SVG
Commentary
Australian Broadcasting Corporation

Much to Admire—and Fear—about a Rising China

john_lee
john_lee
Senior Fellow

In an opinion piece in the state-owned People's Daily newspaper last month, president of China's Foreign Affairs University Wu Jianmin argued that Western countries still hold deep prejudices against the country's political system and the Chinese Communist Party (CCP).

According to Wu, there would be much less fear and prejudice if the West made greater efforts to understand the 'real' China.

It makes sense to make more effort to understand such a great, large and enduring country in our region. But deeper understanding will not always lead to greater agreement, and nor should it.

There is much to admire and also fear if China is to emerge as the most powerful country in the region.

First things first: we should reject the false argument that only Western countries--inflicted with their prejudices--fear a powerful China. It is well known that China has emerged as the largest trading partner of every major country in the region, including Japan, South Korea, Vietnam, Singapore and Australia. China is the largest trading partner of India in Asia.

Even so, all of these countries have deepened their strategic and military relations with America and each other as an insurance against China's rise. Indeed, China has no genuine allies to speak of, with the possible exception of North Korea.

For a country of such enormous economic importance to its neighbours, there is a case to be made that China is emerging as the loneliest rising power in world history.

We should also address another prevailing myth: that it is only prejudiced Western minds that fear the rise of an authoritarian China. In fact, China is rising in an environment within which every regional great power--Japan, South Korea, India, Indonesia and Australia--is also a liberal democracy.

In other words, while democracy can be traced back to the Ancient Greeks, the contemporary embrace of democracy is hardly just a Western obsession.

This leads to the question of why we should fear the rise of a powerful and still authoritarian China.

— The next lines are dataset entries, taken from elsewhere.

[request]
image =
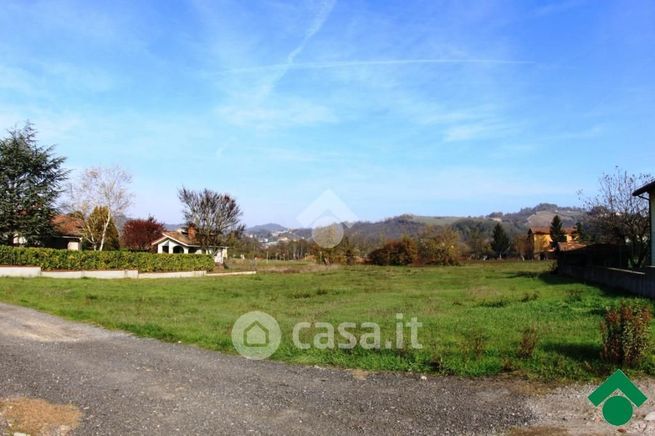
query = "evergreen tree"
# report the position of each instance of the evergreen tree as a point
(556, 232)
(500, 242)
(30, 181)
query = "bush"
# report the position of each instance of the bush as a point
(625, 332)
(52, 259)
(401, 252)
(439, 246)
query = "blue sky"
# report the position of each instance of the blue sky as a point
(426, 107)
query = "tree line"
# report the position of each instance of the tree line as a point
(36, 186)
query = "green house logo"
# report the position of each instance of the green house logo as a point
(617, 410)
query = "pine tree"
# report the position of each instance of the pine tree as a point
(500, 242)
(556, 232)
(30, 182)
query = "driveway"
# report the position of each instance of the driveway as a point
(121, 384)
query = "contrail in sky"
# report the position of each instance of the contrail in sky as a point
(364, 63)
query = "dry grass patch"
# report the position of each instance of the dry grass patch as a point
(38, 417)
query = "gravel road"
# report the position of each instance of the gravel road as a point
(127, 385)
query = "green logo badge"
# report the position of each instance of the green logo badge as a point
(617, 410)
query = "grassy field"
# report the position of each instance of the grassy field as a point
(473, 316)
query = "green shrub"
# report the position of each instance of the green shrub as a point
(52, 259)
(402, 252)
(625, 333)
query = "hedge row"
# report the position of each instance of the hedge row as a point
(52, 259)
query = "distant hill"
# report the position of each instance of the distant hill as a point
(411, 225)
(266, 228)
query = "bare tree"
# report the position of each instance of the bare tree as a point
(215, 216)
(103, 188)
(615, 216)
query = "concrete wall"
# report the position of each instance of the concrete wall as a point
(641, 283)
(19, 271)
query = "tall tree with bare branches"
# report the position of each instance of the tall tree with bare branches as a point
(102, 188)
(615, 216)
(216, 216)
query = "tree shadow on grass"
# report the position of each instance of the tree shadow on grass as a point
(578, 352)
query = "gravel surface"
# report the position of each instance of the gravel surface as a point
(128, 385)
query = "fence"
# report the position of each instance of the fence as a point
(606, 265)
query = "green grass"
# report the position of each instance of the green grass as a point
(473, 315)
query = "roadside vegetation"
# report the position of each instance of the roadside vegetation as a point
(479, 319)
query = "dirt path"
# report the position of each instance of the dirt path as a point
(126, 385)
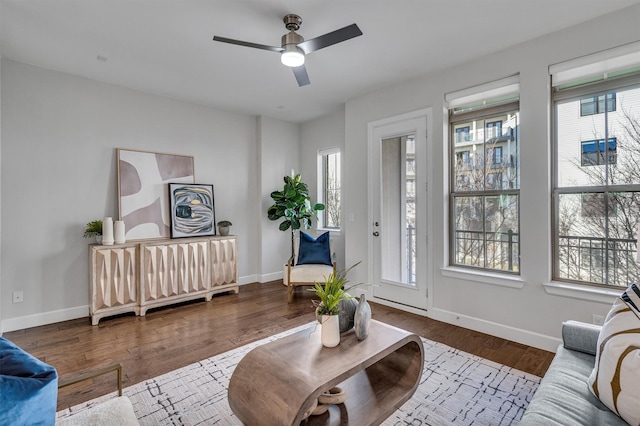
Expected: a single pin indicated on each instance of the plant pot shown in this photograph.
(330, 333)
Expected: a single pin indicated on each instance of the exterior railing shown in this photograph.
(598, 260)
(492, 250)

The first reason is one of transparency. All of Asia's great liberal democracies have a comparatively free press. Debates on foreign policy are carried out in the open. And when democratic governments are suspected of deceiving the population or concealing important information from them, they are roundly criticized or even removed from office during periodic elections.

In contrast, Chinese politics and policy is still largely conducted behind closed doors--with a largely compliant state-owned media serving as a mouthpiece for the government.

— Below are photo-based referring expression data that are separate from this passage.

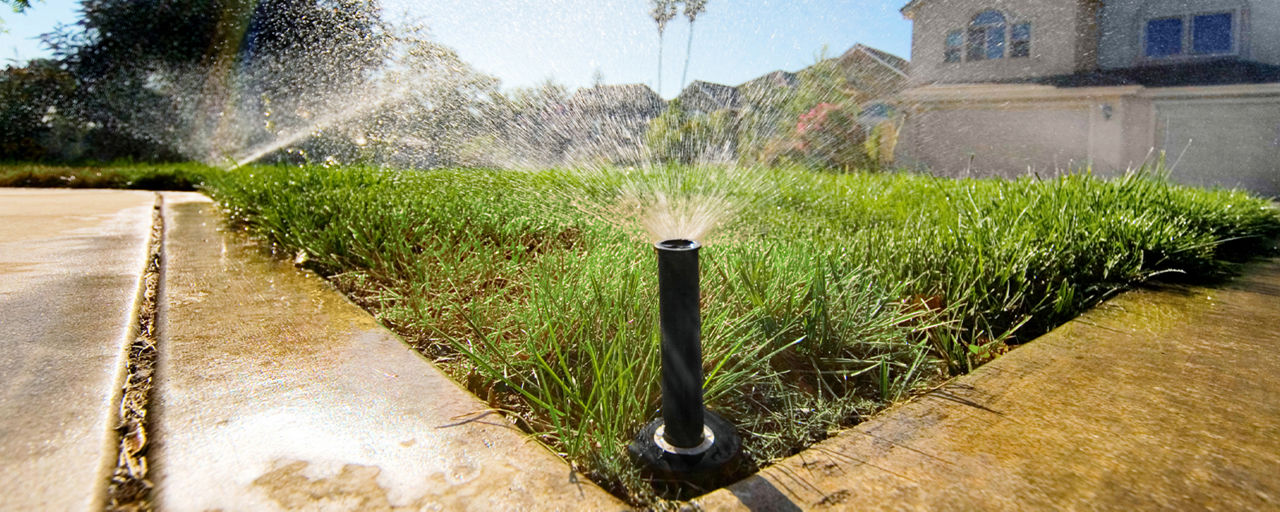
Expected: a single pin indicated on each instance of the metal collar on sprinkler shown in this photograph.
(688, 443)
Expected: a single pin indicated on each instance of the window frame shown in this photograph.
(1188, 36)
(972, 32)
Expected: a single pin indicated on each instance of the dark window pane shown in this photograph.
(1165, 37)
(977, 44)
(995, 42)
(1019, 49)
(1022, 32)
(990, 17)
(1211, 33)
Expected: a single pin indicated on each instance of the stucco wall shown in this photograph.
(1015, 129)
(1225, 136)
(1124, 24)
(1230, 142)
(1265, 31)
(1055, 40)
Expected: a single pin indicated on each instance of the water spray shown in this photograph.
(688, 443)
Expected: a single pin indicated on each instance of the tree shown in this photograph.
(32, 101)
(18, 7)
(685, 137)
(693, 8)
(663, 12)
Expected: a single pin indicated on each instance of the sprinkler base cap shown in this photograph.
(704, 470)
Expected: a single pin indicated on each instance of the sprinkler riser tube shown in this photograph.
(689, 448)
(681, 346)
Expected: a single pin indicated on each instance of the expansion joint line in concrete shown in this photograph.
(128, 488)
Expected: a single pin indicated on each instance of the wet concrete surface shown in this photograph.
(277, 393)
(1157, 400)
(71, 264)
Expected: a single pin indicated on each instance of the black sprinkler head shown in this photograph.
(688, 443)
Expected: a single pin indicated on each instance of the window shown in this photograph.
(1164, 37)
(987, 36)
(952, 48)
(1211, 33)
(1020, 41)
(1191, 35)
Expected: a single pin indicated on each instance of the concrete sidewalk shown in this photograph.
(71, 264)
(1157, 400)
(277, 393)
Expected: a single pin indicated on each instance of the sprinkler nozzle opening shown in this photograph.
(677, 245)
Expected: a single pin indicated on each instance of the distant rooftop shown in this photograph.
(1216, 73)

The Chinese Communist Party (CCP) is not asked to explain or justify their policies before implementation. Outsiders and many even many Chinese officials remain unsure as to who actually makes the key decisions in the country, and how these are decided. In other words, how Beijing thinks and what it will do is opaque and perhaps even inherently unknowable.

The second reason is one of political character. Although China is very different to the place that was ruled by Mao Zedong from 1949-1976, the CCP still largely stands above the law.

All political and administrative posts throughout the six levels of government are appointed by party officials from the top down. Judicial officers are also appointed by the CCP and must swear allegiance to the party. All court decisions must be approved by committees staffed by CCP officials. The CCP's Central Organization Department even directly appoints senior executives of state-owned-enterprises (SOEs), which considerably enhances the CCP's influence in China's state-dominated economy.

The upshot is that in such a set-up, rule-of-party will ultimately triumph rule-of-law in any conflict. These are hardly the conditions within which habits of compromise, tolerance and negotiation become learned behaviours.

These points have to be understood alongside the reality that China is the only genuinely dissatisfied great power in Asia. It has border disputes with India over a Switzerland-sized land mass in the Indian-held territory of Aranuchal Pradesh. Chinese claims over 80 per cent of the South China Sea put these at odds with counter claims by Vietnam, the Philippines, Brunei and Malaysia.

And unlike every other significant power in Asia, China feels deeply unsatisfied with relying on the American Seventh Fleet to ensure freedom of navigation and commerce through Asia's sea-lanes. Even if the latter is understandable, the point remains that China is emerging as the only challenger to the regional status quo welcomed by every other Asian sea-trading nation.

In international affairs, there is a prudent assumption that the strong do what they can and the weak(er) countries suffer what they must. Governments in powerful democratic countries, like America, can also behave selfishly, ruthlessly and destructively. But when they do, they must answer to domestic and international critics, and can be periodically removed from office swiftly and without the spilling of blood.

In other words, democratically elected governments tend to pay for their mistakes, or must at least explain or defend them. For a powerful and authoritarian China, the same rules may not apply.